Jean Louis George Émilien Dumas (16 october 1804 – 21 September 1870) was a French scholar, palaeontologist, and geologist.

== Biography ==

Born to a Protestant family of the bourgeoisie in Gard, Émilien Dumas was immersed from his early childhood in an atmosphere of learning and erudition. His father, a former merchant involved in agriculture, was an educated man. The native flora of Gard provided him with his first field of study. From 1815 to 1824, he studied at Morges, Switzerland, then at Basel, where his passion for the natural sciences matured. He returned to his homeland in 1824 following the death of his mother.

Embarking on a career in the sciences, he went to Paris and studied at the Collège de France, the Ecole des Mines de Paris and the Muséum national d'histoire naturelle, and with Georges Cuvier, Étienne Geoffroy Saint-Hilaire, and Adrien-Henri de Jussieu.

His education in the natural sciences was well rounded, and he threw himself with equal passion into Zoology, Mineralogy, and Botany, as well as engaging in the contemporary debate over Lamarckism.

In 1828, he returned to Sommières, where he married Pauline Borel, a wealthy heiress from Orange, and daughter of a silk manufacturer. The same year, he unveiled a rich paleontological dig site at Pondres (Gard) whose human and animal remains fueled Lamarckist arguments, particularly in the field of Archaeozoology

He surveyed his region with great patience and tenacity over a period of 20 years, to produce a geological map of the département of Gard. During a long voyage in the 1860s he studied the geography of southern Europe. As an avid collector, he cultivated his curiosity throughout his life, and the Natural History Museum at Nîmes now preserves a large part of his numerous collections spanning the fields of Greek antiquities, botany, and geology.

The missing piece in this portrait of the "Explorer of Gard" is his taste for theater and acting.

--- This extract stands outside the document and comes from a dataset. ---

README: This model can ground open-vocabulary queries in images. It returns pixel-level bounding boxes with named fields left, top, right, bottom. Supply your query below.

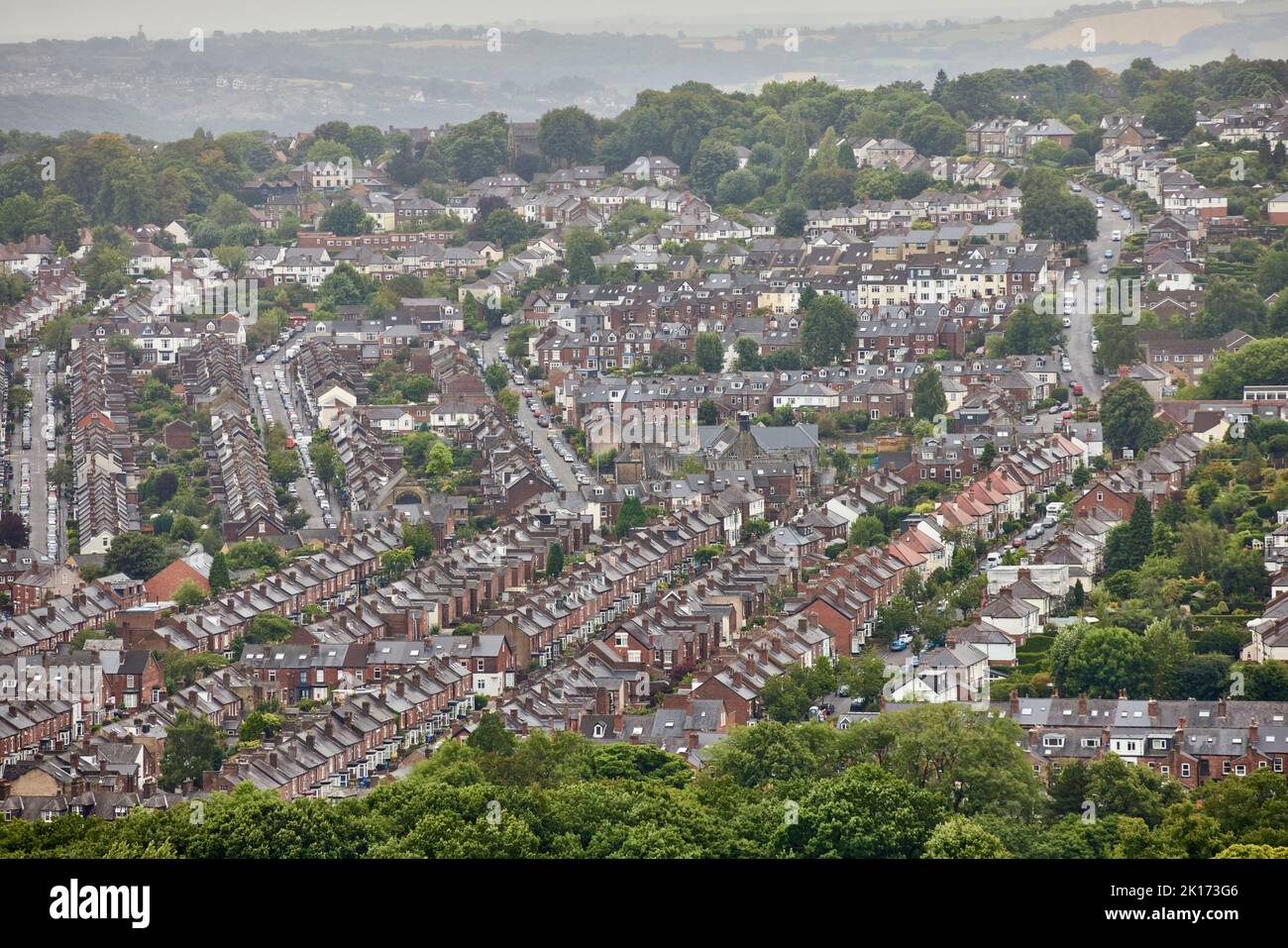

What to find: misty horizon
left=0, top=0, right=1229, bottom=43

He was a willing participant as well as observer, which was considered by his contemporaries as incompatible with his role as a scientist.

He died on September 21, 1870, in Ax-sur-Ariège.

== Works ==
- Émilien Dumas, Statistique, Géologique, Mineralogique, Métallurgique et Pleontologique du Departement du Gard, 1876

== Bibliography ==
- Édouard Dumas, Émilien Dumas et l'empreinte de Sommières, Lacour-Ollé, 1993.
- « Émilien Dumas, l'explorateur du Gard », Catalogue de l'expostion organisée à l'occasion du bicentenaiee de sa naissance, Musée d'Histoire naturelle de Nîmes.